Keller has consulted for business groups, and she says the cost shift should really be called a tax.

(Keller) “The Legislature promises these benefits to people, doesn’t appropriate money to pay for it, but just basically there’s a tacit understanding that the hospitals will charge everybody else more. Those charges show up at the insurance companies’ door. The insurance companies collect more premiums from us to make up the difference. It’s a premium tax, pure and simple.”

(Dillon) The cost shift adds to the bills for people who can afford to pay. Health insurance premiums are going up this year. And the cost shift task force estimates that about 14% of the overall increase may be from the growing cost shift.

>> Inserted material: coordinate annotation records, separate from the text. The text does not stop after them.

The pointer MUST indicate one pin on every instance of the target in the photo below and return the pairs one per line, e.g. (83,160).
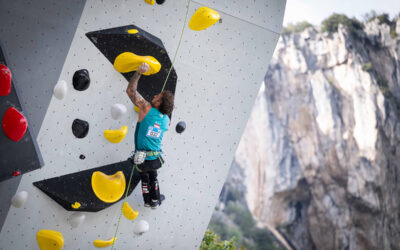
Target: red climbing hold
(5,80)
(14,124)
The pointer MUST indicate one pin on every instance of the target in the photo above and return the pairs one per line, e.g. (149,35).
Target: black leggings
(148,175)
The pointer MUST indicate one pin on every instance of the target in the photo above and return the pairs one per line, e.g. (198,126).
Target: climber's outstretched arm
(132,92)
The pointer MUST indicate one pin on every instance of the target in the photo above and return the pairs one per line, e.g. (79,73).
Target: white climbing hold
(141,227)
(19,199)
(60,90)
(76,219)
(117,111)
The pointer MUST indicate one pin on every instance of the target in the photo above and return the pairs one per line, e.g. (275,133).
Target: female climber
(154,120)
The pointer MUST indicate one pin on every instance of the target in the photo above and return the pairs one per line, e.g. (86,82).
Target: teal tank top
(149,132)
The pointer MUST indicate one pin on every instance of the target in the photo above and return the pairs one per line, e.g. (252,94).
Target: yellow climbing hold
(203,18)
(49,240)
(104,243)
(132,31)
(129,213)
(127,62)
(149,2)
(116,136)
(76,205)
(108,188)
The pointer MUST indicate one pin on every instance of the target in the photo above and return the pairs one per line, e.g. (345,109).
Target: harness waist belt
(153,153)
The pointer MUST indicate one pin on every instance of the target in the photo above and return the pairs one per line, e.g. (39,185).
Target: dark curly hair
(167,103)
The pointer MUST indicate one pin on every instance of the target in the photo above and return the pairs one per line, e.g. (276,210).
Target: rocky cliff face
(320,158)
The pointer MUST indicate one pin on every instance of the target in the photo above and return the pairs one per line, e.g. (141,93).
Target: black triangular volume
(112,42)
(76,187)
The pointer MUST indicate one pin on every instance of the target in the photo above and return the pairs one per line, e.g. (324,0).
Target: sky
(314,11)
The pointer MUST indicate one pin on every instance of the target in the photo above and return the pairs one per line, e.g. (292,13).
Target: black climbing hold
(81,80)
(113,42)
(180,127)
(68,189)
(80,128)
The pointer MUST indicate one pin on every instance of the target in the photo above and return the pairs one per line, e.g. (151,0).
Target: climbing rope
(179,44)
(165,82)
(120,213)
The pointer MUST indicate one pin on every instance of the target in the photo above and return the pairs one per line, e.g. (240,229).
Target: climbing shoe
(155,204)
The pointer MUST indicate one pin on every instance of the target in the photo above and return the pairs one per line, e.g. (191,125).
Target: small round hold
(180,127)
(81,80)
(19,199)
(118,110)
(60,90)
(80,128)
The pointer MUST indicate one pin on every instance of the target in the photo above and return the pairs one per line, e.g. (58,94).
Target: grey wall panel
(35,37)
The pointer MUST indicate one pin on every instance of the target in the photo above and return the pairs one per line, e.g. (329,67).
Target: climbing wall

State officials are well aware of the cost shift, and the pressure it creates for business and private insurance. Joshua Slen directs the state’s Medicaid programs. He says the state will raise Medicaid reimbursements for doctors and hospitals by about 3 and a half percent next year.

(Slen) “One of the administration’s priorities is to look at the cost shift on an annual basis and to the extent that resources permit to allocate dollars toward reimbursement increases as part of an overall strategy that is not targeted solely at the cost shift issue but also at improving access to care.”

(Dillon) Slen says that while it’s true that some of the costs for covering Medicaid patients get passed on to other payers, it’s not fair to call the cost shift a hidden tax.

(Slen) “This is the way the system has been built over time, and no one intended to hide the true cost of the system. In fact, we go to great lengths to figure out what those true costs are and to publish them.”

(Dillon) He says officials have documented the cost shift for years, and are trying to find ways to ease it.

For Vermont Public Radio, I’m John Dillon in Montpelier.